What would be the best architecture to follow for a central control center with 6 regional control centers? All of these control centers need to have a backup control center. The complete system has 14 control centers in total.
One option that came up was to put up a redundant pair of gateways in each of the regions. Would it be wise to have the primary server in one location and its redundant pair in another location?
Do the servers in the alternate location need to be able to control remotely when both of the on-site servers are dead? If you can count on at least one of the local servers running, then you can simply use Remote Tag Providers and design projects that perform parallel control. (Distinct from redundant.)
Perhaps you can describe your required functionality in more detail?

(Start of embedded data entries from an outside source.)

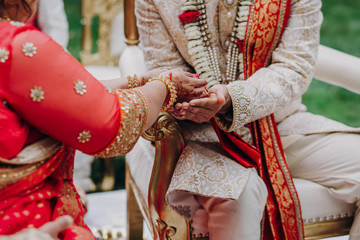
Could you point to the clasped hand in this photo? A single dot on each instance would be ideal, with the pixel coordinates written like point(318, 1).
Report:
point(203, 109)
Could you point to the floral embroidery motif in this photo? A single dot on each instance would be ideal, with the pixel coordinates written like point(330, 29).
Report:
point(29, 49)
point(84, 136)
point(134, 113)
point(17, 24)
point(109, 90)
point(4, 55)
point(184, 210)
point(80, 87)
point(37, 94)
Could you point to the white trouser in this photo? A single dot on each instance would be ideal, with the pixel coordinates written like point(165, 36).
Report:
point(232, 219)
point(331, 160)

Certainly, the primary objective of establishing a backup control center is to maintain control over assets in the event of a disaster occurring at the main control center, such as a lack of access due to road collapse or in the event of a flood.
All the assets/PLC have a redundant communication path to both these stations, the primary being a couple of FOC connections from different regions, with a failover to LTE (MPLS).
The requirement, in essence, is to have a replica of the main site at the backup center.
Parallel control. Not so much an Ignition redundancy setup.
I'd make sure each site (which you probably want redundant within the site) has a uniquely named realtime tag provider (not "default"), so that remote tag providers pointing into each site from the multi-site control centers can use those names. Then the UI projects can be shared across sites.
Ignition redundancy is both latency sensitive and subject to split brain syndrome. If the comms goes down between sites, both servers will end up active and therefore numerous properties start to diverge.
So let me amend my answer to:
Ignition redundant servers must be installed on a common LAN with a robust network layout (preferably multi-path, like RTSP), such that any loss of comms also results in loss of comms to all clients and all devices and all databases. (Trunk port for multiple VLANs, or multiple trunk ports with RTSP and all VLANs on all ports.)
Thanks Phil, sorry I didn't read the OPs topic close enough (I just saw the word location). A location could be anything really, 2 feet away or 2 states away. The architectures I see are in different locations but close enough where they are connected via fiber.
If that comms layout makes it possible for both servers to talk to various parts of the system while also not being able to talk to each other, the resulting system could be unreliable when needed. A dedicated fiber between two physically nearby locations can typically satisfy the criteria, and have reasonable latency.
Anything going through the cloud or multiple service providers is unlikely to suffice.
The backup locations are ~30 to 40 km away. The entire ~400 stations are connected with dedicated single-mode fiber connections. And there is LTE failover, just in case there is any switch failure or fiber break. There are no multiple service providers or cloud in the picture.
So as I understand the best way to do this would be to have two pairs of GW, one at the main and another at the backup, and the GW with Modbus Client, polling all the PLCs (Modbus Masters).
If you expect the on-site redundant gateways to be functional, just without humans available, you don't really need more gateways elsewhere. You just need a robust set of network paths to open clients on those gateways from the remote control centers.
I would not poll any modbus devices remotely. Or any other ordinary PLC protocol.
An external set of gateways for convenience working with many sites is advisable, but would not need to themselves be redundant.
You should get IA sales engineering involved to fine tune your plan based on your actual requirements.